The turtle trading system is an interesting idea to explore both for the trend follower and for the breakout trader. The importance of early entry is that the first stages of a trend are often where momentum is strongest and where the most money is made. They were people with little or no trading experience who were given a precise turtle strategy in forex of rules to try to beat the markets.
In this post we’ll look at a simplified example of how the turtles timed their entry into a trend and then would track that trend as it advanced. Trend Follower The turtle trading strategy uses a dual breakout system to enter the market. The idea behind this is to identify and profit from newly developing trends. The two systems work together and complement one another. New trends often get underway after a breakout of some kind. A breakout is simply where the price starts to move strongly in a new direction, moving outside of an established range, and breaking new highs or new lows. That’s the time a breakout trader wants to enter into the market.
However the fact is that most breakouts don’t grow into trends that are big enough for profits to be made. The turtle’s fast breakout is designed to enter trends early on. It aims to build the position at the earliest stages, as a new trend is just forming. On the other hand the turtle’s slow breakout system works on a longer time frame and requires a stronger indication of a trend’s existence. The purpose of this is to enter trends that are more established than would be indicated by those on a shorter time frame. The slow breakout signal also allows for greater retracements of the trend than the fast breakout system does.
This allows it to stay in strong trends, for longer. The 20-day system An example of a 20-day breakout is shown in Figure 1. The turtle system triggers a buy entry which is marked on the chart with a blue rectangle. The trigger happens because the price breaks out of a 20-day range and makes a new high. This happens at the candle marked with the blue arrow. Following on the trend rises further and at the green arrow the first accumulate signal is triggered. Another accumulate signal is triggered at 1xN because the price continues to rise in the direction of profit.

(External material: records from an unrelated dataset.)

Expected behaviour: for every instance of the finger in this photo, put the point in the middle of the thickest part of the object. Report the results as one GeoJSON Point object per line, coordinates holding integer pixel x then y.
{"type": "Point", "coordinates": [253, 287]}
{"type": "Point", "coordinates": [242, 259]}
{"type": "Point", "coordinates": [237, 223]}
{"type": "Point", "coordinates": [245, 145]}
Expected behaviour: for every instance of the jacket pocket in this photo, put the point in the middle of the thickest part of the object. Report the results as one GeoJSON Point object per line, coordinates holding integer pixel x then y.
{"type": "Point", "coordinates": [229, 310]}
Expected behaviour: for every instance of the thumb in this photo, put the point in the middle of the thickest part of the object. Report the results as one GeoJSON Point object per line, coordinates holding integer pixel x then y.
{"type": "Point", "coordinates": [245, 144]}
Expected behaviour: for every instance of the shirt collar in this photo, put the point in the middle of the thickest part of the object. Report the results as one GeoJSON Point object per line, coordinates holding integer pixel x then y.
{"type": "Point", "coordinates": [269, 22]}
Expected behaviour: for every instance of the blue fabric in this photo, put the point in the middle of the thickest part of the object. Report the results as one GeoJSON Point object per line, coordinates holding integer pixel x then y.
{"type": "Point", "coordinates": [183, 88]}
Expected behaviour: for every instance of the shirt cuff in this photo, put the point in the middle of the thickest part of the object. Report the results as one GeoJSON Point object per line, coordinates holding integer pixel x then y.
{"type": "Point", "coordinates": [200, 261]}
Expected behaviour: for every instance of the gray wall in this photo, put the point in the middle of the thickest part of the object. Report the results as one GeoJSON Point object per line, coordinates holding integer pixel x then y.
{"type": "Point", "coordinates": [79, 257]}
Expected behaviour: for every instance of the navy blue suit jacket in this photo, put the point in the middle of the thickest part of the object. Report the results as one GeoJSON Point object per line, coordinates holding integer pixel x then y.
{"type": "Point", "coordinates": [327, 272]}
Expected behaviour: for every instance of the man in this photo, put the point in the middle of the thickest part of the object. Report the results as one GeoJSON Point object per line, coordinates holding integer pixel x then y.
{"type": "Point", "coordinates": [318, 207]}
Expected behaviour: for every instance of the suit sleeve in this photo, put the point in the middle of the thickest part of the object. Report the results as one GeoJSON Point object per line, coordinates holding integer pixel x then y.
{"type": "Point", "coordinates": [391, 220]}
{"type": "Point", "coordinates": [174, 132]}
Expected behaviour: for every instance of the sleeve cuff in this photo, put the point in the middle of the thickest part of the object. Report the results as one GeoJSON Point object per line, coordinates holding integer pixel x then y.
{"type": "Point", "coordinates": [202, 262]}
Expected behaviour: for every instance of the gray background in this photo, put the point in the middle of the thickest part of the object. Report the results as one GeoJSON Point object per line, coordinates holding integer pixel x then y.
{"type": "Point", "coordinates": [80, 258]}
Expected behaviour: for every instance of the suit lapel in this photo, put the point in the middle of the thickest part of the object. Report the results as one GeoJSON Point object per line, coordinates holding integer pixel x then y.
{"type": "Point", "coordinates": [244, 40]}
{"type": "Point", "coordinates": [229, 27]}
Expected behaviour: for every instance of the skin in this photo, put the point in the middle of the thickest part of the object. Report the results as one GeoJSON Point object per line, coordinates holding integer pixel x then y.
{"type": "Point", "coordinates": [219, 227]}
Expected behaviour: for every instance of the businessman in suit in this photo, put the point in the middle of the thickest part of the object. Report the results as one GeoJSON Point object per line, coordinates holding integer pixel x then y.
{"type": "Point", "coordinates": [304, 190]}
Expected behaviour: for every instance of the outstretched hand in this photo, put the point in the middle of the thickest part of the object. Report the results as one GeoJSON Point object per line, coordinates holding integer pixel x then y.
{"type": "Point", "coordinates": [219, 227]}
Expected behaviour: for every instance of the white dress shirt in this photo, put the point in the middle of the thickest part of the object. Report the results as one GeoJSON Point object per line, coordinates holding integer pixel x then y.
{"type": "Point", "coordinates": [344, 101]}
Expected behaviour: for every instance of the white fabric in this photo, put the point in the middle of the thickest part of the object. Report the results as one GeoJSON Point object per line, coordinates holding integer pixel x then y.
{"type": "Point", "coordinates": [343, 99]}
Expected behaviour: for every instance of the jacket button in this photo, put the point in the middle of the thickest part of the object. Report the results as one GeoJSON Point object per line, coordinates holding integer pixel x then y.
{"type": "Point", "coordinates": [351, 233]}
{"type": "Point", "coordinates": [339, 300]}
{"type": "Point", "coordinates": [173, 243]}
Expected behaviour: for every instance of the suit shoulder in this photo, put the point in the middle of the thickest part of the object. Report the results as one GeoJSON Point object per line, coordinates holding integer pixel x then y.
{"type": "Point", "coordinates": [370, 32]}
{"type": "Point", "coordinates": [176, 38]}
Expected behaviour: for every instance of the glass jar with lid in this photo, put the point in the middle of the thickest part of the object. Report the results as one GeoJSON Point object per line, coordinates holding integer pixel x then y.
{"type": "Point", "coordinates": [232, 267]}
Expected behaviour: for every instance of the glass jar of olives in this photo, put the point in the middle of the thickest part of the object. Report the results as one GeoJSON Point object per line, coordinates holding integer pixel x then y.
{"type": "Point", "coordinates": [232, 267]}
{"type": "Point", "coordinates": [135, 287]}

At this point the total size of the position is 3 units and the average entry price is 1. After the third unit is added, the trend starts to pull down again. Notice that no further units are added so the position size doesn’t change. The average price paid for the 3 units is 1. On the candle marked with the red close arrow the price descends to 1. Using trailing stops: The turtles used trailing stops whenever adding units to a position.
The first was to lock in profits on earlier trades and the second was to limit downside risks on later ones. The stops for all units would typically be placed at 2xN from the last entry price where the order was filled. So for example if the last position was filled at price 1. 65 pips, this means the stops for the units added earlier would all be raised to 1. According to the turtle rules, a 20-day breakout is only traded on when the previous breakout failed. Therefore, since this one ended with a stop loss, this next breakout would be traded rather than skipped.
55-day system The slow breakouts are similar to the fast breakouts but are triggered when longer and more substantial trends might be starting. The price must breakout of its 55-day’s range and that triggers a buy order or a sell order depending on whether a high or a low is reached respectively. Unlike the fast breakouts, the 55-day breakouts are traded on every signal. The 20-day breakout on the other hand will only trigger if the previous one failed as was the case above.